Risoluzione e recesso del contratto di convivenza

L' art. 1, comma 59, della l. n. 76/2016 , prevede che il contratto di convivenza si risolve per accordo delle parti, recesso unilaterale, matrimonio od unione civile tra i conviventi o tra un convivente ed altra persona, morte di uno dei contraenti. Qualora il contratto di convivenza preveda il regime patrimoniale della comunione dei beni, la sua risoluzione determina lo scioglimento della comunione. Nel caso di recesso unilaterale (art. 1, comma 61, l n. 76/2016) il professionista che riceve l'atto è tenuto a notificarne copia all'altro contraente (all'indirizzo risultante dal contratto). In tal caso, se la casa familiare è nella disponibilità esclusiva del recedente, la dichiarazione di recesso, a pena di nullità, deve contenere il termine, non inferiore a novanta giorni, concesso al convivente per lasciare l'abitazione. Alla cessazione della convivenza, se il convivente versa in stato di bisogno, e non sia in grado di provvedere al proprio mantenimento, ha diritto a ricevere dall'altro gli alimenti per un periodo proporzionale alla durata della convivenza, nella misura determinata dall'art. 438, comma 2, c.c.

La successione nel contratto di convivenza del convivente di fatto

Riguardo alla posizione del convivente, occorre infine ricordare il comma 44, dell' art. 1 della l. n. 76/2016 – norma tutt'altro che chiara – il quale, dispone, per quanto qui interessa, che in caso di recesso dal contratto di locazione della casa di comune residenza, il convivente di fatto, ha la facoltà di succedergli nel contratto.
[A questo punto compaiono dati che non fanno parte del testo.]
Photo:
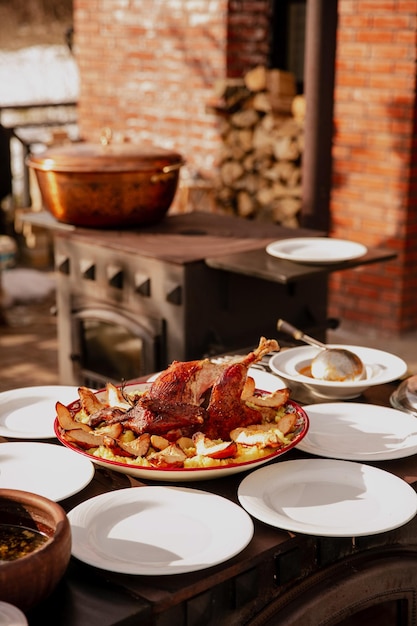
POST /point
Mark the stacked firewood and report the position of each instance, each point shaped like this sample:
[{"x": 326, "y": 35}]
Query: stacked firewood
[{"x": 262, "y": 127}]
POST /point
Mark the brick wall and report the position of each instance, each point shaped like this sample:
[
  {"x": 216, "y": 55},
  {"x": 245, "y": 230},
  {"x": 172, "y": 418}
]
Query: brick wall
[
  {"x": 148, "y": 69},
  {"x": 373, "y": 197}
]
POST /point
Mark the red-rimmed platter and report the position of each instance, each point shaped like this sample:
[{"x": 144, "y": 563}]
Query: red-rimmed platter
[{"x": 189, "y": 473}]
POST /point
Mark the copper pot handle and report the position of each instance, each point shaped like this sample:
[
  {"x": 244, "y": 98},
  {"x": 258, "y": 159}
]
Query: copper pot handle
[{"x": 166, "y": 170}]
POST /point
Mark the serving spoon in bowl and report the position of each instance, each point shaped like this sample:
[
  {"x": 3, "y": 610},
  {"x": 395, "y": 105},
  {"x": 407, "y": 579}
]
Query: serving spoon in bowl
[{"x": 332, "y": 364}]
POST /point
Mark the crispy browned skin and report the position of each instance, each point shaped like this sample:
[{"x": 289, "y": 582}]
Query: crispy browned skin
[
  {"x": 174, "y": 401},
  {"x": 226, "y": 410}
]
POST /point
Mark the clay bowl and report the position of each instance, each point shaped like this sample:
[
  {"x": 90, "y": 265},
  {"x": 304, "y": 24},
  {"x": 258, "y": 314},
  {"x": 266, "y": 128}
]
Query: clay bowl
[{"x": 29, "y": 579}]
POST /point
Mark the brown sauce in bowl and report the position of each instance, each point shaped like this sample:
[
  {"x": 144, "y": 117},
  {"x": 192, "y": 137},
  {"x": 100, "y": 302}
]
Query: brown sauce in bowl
[{"x": 19, "y": 541}]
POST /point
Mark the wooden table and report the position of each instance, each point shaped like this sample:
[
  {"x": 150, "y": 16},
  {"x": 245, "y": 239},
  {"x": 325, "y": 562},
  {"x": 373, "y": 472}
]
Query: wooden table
[{"x": 278, "y": 573}]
Dunque, a differenza di quanto avviene per il coniuge superstite convivente – il quale, subentra automaticamente nel contratto di locazione stipulato dal de cuius – per il convivente di fatto, non è previsto il subentro automatico nel contratto di locazione, ma, al contrario, è prevista la sola “facoltà” di subentrare nello stesso. Il comma in questione, tuttavia, non stabilisce né le modalità, né i termini di esercizio di detta facoltà, né, tanto meno, chiarisce se il convivente che abbia esercitato la facoltà di subentro, debba rispondere di eventuali danni all'immobile o di canoni insoluti relativi al pregresso rapporto di locazione. Pertanto, quanto alle modalità di esercizio della facoltà di succedere nel contratto, appare chiaro che tale facoltà debba essere esercitata nella medesima forma prevista per il contratto di locazione (forma scritta), quanto invece al termine, entro il quale, il convivente può succedere nel contratto, in caso di recesso del conduttore, è “presumibile” che detta facoltà debba essere esercitata entro il termine di sei mesi dalla comunicazione del recesso. Riguardo, invece, all'esistenza di eventuali morosità del conduttore (deceduto o che abbia esercitato il diritto di recesso), si ritiene che, sebbene il convivente di fatto, che sia succeduto nella locazione, non debba risponderne, le stesse potrebbero comunque dare luogo ad un'azione di risoluzione del contratto. Alla luce di quanto sopra esposto, appare dunque consigliabile inserire nel contratto di locazione apposite clausole, che disciplinino i suddetti aspetti.

Opposizione di terzo

L' art. 404 c.p.c. disciplina due tipi di impugnazione di terzo, ordinaria e revocatoria. Il comma 1 si limita ad indicare, ai fini della legittimazione all'opposizione di terzo ordinaria, i terzi che sono stati pregiudicati nei loro diritti, da una sentenza resa inter alios, che può essere da essi opposta in ogni tempo, anche oltre i limiti fissati per la proposizione dell'impugnazione ordinaria. Il pregiudizio in parola, va riferito, in primo luogo, a quello derivante dall'attuazione della sentenza, ai danni dei terzi, titolari di un diritto autonomo ed incompatibile con quello oggetto della sentenza medesima. Il comma 2, invece, attribuisce la facoltà di proporre l'opposizione cosiddetta revocatoria, agli aventi causa, ed ai creditori di una delle parti, quando, la sentenza pronunciata inter alios, è effetto di dolo, che può essere anche unilaterale, e consistere in mere omissioni, o collusione a loro danno. La collusione si identifica nella condotta processuale, necessariamente concordata tra le parti, finalizzata a far emettere una sentenza, che accerti un diritto od un rapporto giuridico sostanziale, che le stesse ritengono inesistente. Per tale opposizione, il termine è di 30 giorni, decorrente da quello in cui è stato scoperto il dolo o la collusione.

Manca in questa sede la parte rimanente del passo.